Neutrophils are a major source of OSM-producing cells in patients with CRS and severe asthma.
我们之前已经表明,慢性鼻-鼻窦炎(CRS)患者鼻息肉(NP)中的抑瘤素M(OSM)水平升高,以及变应性哮喘患者在节段性变应原激发后支气管肺泡灌洗液中的OSM水平也升高。我们还在体外表明,生理水平的OSM会损害分化的气道上皮的屏障功能。
我们试图确定在黏膜气道疾病患者中表达的OSM的造血细胞或驻留细胞类型。
用针对OSM、粒细胞-巨噬细胞集落刺激因子(GM-CSF)和造血细胞特异性标志物的荧光标记特异性抗体对石蜡包埋的NP切片进行染色。从NP和匹配的血液样本中分离活细胞进行流式细胞术分析。从全血中分离中性粒细胞,并用已知的OSM诱导剂GM-CSF和类卵泡抑素1进行培养,然后测量上清液中的OSM水平。对来自对照受试者、中度哮喘患者和重度哮喘患者的支气管活检切片进行OSM和中性粒细胞弹性蛋白酶染色。
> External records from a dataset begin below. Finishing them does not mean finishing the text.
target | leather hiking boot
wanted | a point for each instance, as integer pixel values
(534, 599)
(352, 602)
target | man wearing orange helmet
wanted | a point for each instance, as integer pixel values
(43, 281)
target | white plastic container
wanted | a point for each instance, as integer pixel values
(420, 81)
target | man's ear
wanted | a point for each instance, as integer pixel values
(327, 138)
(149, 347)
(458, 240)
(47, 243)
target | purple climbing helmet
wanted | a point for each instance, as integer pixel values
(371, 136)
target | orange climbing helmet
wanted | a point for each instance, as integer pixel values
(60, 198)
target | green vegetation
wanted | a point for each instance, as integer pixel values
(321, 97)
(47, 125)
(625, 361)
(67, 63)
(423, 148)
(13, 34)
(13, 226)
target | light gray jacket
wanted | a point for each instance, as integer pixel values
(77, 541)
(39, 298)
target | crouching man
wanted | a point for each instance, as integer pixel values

在NP中观察到OSM染色,显示与中性粒细胞弹性蛋白酶共定位(n = 10),而与嗜酸性粒细胞、巨噬细胞、T细胞或B细胞的标志物不共定位(n = 3 - 5)。对NP(n = 9)的流式细胞术分析显示,5.1% ± 2%的CD45细胞是OSM阳性,在OSM阳性细胞中,56% ± 7%是CD16Siglec-8,表明为中性粒细胞谱系。来自匹配血液样本(n = 5)的CD45事件中只有0.6 ± 0.4%是OSM阳性,这表明CRS患者中升高的OSM水平是局部刺激产生的。大多数OSM阳性中性粒细胞表达精表达精氨酸酶1(72.5% ± 12%),表明为N2表型。与对照组织相比,NP中的GM-CSF水平升高,并且足以在体外诱导外周血中性粒细胞产生OSM(P <.001)。在重度哮喘患者的活检标本中也观察到OSM阳性中性粒细胞水平升高。此外,与对照受试者相比,哮喘患者诱导痰中的OSM蛋白水平升高(P <.05)。
中性粒细胞是CRS和重度哮喘患者中产生OSM的细胞的主要来源。